JPH075428A - Liquid crystal image display device - Google Patents

Abstract

PURPOSE:To provide the liquid crystal image display device which can prolong the life of a light irradiation part. CONSTITUTION:The liquid crystal image display device is provided with a video input terminal 1 to which a video signal including a synchronizing signal is inputted, a liquid crystal panel 3 which displays an image corresponding to the video signal inputted to the video input terminal 1, and a light irradiation part 7 which visualizes the image by irradiating the liquid crystal panel 3 with light is provided with a synchronizing signal discriminating circuit 4 which discriminates whether or not the synchronizing signal is included in the input signal to the video input terminal 1 and a dimming circuit 6 which dimes light irradiating the liquid crystal panel 3 from the light irradiation part 7 more when the input signal to the video input terminal 1 does not have the synchronizing signal than when the synchronizing signal is included in the input signal according to the discrimination result of the synchronizing signal discriminating circuit 4.

Description

Detailed Description of the Invention

[0001]

BACKGROUND OF THE INVENTION 1. Field of the Invention The present invention relates to a liquid crystal image display device for displaying an image corresponding to a video signal on a liquid crystal panel and visualizing the image with light emitted from a light emitting section (backlight light source). .

[0002]

2. Description of the Related Art In a liquid crystal image display device, since the liquid crystal panel itself does not emit light, it is necessary to provide a light irradiation section called a backlight on the back surface of the liquid crystal panel. A fluorescent lamp is usually used for this light irradiation section, but the fluorescent lamp has a relatively short life, so that it has to be replaced frequently.

In order to solve this problem, the light irradiation section is turned on or off depending on the presence or absence of a video signal,
A device for prolonging the life of the light irradiation part has been proposed (for example, JP-A-2-280587 and JP-A-3-932).
No. 0 publication).

[0004]

However, the above conventional device has the following problems. (1) Due to the current rush at the time of turning on / off, the life of the electrode of the light irradiation part is deteriorated. (2) In the case of the light irradiation unit using the hot cathode fluorescent lamp, once the light is turned off, the lighting is delayed for a moment when the video signal is detected next time (because preheating is necessary). (3) Once the light is turned off, it takes time until the brightness and the power consumption are stabilized when the light is turned on next time.

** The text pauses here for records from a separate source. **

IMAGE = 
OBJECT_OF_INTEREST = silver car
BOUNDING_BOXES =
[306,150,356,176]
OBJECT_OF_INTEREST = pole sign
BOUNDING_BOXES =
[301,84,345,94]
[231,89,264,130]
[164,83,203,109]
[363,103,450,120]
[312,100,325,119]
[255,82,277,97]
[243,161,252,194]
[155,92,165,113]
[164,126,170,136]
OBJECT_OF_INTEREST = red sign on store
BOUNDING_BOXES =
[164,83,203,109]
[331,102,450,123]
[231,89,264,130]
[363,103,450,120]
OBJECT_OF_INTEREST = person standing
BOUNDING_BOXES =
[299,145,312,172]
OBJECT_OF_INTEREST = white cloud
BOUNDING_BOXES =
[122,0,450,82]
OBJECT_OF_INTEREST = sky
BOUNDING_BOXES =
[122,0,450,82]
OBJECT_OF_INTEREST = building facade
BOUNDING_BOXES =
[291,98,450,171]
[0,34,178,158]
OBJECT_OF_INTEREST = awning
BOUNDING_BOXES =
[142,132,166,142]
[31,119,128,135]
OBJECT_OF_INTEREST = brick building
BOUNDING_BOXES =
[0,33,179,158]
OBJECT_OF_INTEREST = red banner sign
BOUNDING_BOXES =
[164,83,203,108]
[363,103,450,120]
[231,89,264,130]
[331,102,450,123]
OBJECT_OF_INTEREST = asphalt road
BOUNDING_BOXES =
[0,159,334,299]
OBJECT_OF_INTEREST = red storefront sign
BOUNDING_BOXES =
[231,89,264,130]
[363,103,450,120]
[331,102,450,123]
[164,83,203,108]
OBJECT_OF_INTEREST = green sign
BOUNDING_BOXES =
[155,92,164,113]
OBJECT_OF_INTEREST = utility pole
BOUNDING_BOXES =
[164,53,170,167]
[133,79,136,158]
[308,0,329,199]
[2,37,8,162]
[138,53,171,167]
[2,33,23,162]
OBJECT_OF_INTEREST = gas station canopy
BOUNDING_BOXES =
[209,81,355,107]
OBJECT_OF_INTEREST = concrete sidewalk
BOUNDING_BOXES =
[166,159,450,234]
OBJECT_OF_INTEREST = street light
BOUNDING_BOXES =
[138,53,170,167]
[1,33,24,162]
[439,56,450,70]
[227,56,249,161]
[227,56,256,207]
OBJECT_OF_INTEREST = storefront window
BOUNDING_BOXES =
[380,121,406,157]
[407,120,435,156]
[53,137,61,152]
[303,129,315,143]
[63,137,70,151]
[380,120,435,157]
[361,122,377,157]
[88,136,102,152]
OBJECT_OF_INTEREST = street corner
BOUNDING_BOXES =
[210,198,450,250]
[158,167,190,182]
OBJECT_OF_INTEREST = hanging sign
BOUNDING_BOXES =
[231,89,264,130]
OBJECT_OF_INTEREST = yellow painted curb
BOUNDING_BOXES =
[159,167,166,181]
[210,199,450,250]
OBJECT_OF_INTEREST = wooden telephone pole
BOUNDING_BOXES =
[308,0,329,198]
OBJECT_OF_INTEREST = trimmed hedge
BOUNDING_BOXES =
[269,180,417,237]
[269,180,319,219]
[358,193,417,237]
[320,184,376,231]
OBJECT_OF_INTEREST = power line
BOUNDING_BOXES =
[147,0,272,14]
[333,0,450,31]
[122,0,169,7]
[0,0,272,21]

The present invention has been made based on such a background, and it is an object of the present invention to provide a liquid crystal image display device capable of prolonging the life of the light irradiating section while solving the drawbacks of the conventional device. To aim.

[0006]

In order to achieve the above object, according to the present invention, a signal input section to which a video signal including a sync signal is input, and an image corresponding to the video signal input to the signal input section. In a liquid crystal image display device having a liquid crystal panel for displaying the image and a light irradiation section for irradiating the liquid crystal panel with light to visualize the image, whether or not there is the synchronization signal in the input signal to the signal input section. A sync signal identifying circuit for identifying whether or not the sync signal is present in the input signal to the signal input unit based on the identification result of the sync signal identifying circuit, and the sync signal is present in the input signal. Further, a dimmer circuit for dimming the light emitted from the light emitting unit to the liquid crystal panel is provided.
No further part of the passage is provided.